May 2026 · 6 min read

What Do You Measure Now?

AI makes the old productivity signals noisier. The question is how to avoid confusing faster output with better engineering.

This is the sixth and final post in a series on what AI is actually changing in software engineering and engineering management. Earlier posts: coding got faster, delivery did not · the new management problem is not adoption · repository memory and the risk of teaching AI your mistakes · when code gets cheap, architecture gets scarce · code review is no longer just about the code.

This post expands on a thread I posted on LinkedIn.

The metrics problem

When AI makes code production cheaper, a lot of the old productivity signals get noisier. More lines changed does not necessarily mean more value delivered. More tickets closed does not necessarily mean better engineering decisions were made. Even faster cycle time can be misleading if review burden, defect rate, or maintenance drag rise later to compensate.
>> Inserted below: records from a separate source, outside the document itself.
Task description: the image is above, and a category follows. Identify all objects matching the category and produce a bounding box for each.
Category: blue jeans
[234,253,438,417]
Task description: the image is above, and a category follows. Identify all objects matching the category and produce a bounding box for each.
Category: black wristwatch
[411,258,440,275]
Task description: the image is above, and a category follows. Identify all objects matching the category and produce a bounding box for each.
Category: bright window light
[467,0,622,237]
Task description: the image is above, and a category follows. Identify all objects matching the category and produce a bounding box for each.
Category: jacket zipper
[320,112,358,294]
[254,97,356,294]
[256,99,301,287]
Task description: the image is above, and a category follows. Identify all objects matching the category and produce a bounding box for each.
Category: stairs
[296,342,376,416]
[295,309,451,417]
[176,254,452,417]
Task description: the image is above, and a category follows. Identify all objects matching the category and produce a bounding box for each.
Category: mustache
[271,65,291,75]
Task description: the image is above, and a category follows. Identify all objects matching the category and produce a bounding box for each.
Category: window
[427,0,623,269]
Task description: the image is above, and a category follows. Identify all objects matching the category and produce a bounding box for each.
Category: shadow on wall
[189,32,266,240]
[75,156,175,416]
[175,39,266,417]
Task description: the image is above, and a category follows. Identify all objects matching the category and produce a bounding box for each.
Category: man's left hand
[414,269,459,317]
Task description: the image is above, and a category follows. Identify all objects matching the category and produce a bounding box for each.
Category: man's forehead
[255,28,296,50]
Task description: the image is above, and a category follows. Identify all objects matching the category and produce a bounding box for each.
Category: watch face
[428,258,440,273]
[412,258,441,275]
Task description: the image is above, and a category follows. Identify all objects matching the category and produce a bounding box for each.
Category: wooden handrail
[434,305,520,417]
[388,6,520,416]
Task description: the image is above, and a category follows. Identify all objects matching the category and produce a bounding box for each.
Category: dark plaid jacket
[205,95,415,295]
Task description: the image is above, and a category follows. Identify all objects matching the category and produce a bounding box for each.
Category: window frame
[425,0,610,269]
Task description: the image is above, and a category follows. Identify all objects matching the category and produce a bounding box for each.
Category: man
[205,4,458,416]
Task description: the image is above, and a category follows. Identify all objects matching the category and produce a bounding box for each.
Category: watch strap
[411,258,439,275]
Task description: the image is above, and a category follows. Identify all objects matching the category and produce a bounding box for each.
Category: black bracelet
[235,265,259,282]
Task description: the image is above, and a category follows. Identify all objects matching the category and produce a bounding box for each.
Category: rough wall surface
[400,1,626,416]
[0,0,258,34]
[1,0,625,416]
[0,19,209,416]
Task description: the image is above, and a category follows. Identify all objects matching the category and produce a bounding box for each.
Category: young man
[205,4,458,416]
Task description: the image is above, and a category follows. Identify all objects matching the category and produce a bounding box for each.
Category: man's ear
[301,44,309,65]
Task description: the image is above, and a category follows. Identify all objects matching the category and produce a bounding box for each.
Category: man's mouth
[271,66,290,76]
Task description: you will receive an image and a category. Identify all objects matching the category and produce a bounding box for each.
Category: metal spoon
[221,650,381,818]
Most teams can already see local gains from AI: faster implementation, more generated code, more pull requests, less time spent on specific development steps. What is harder to see — and harder to measure — is whether that is improving the engineering system or just increasing visible output.

That distinction matters more than it might seem. If the organization mostly rewards visible throughput, AI will make those numbers look better quickly. More output, faster. But if review time is going up, escaped defects are rising, incidents are becoming more frequent, and the system is getting harder to change six months later, the early metrics were not just incomplete. They were pointing in the wrong direction.

The gap that one number reveals

One finding from the 2025 Stack Overflow developer survey stands out in this context: only 17% of agent users said AI improved team collaboration, even while much larger shares reported productivity and task-speed gains.

That gap is worth sitting with. It is not a contradiction — it is a signal about where AI benefits are easiest to measure and where the consequences take longer to surface. Individual output improves quickly. Team-level quality, collaboration overhead, and the downstream cost of decisions made under speed pressure take longer to show up, and do not show up in the metrics most organizations track.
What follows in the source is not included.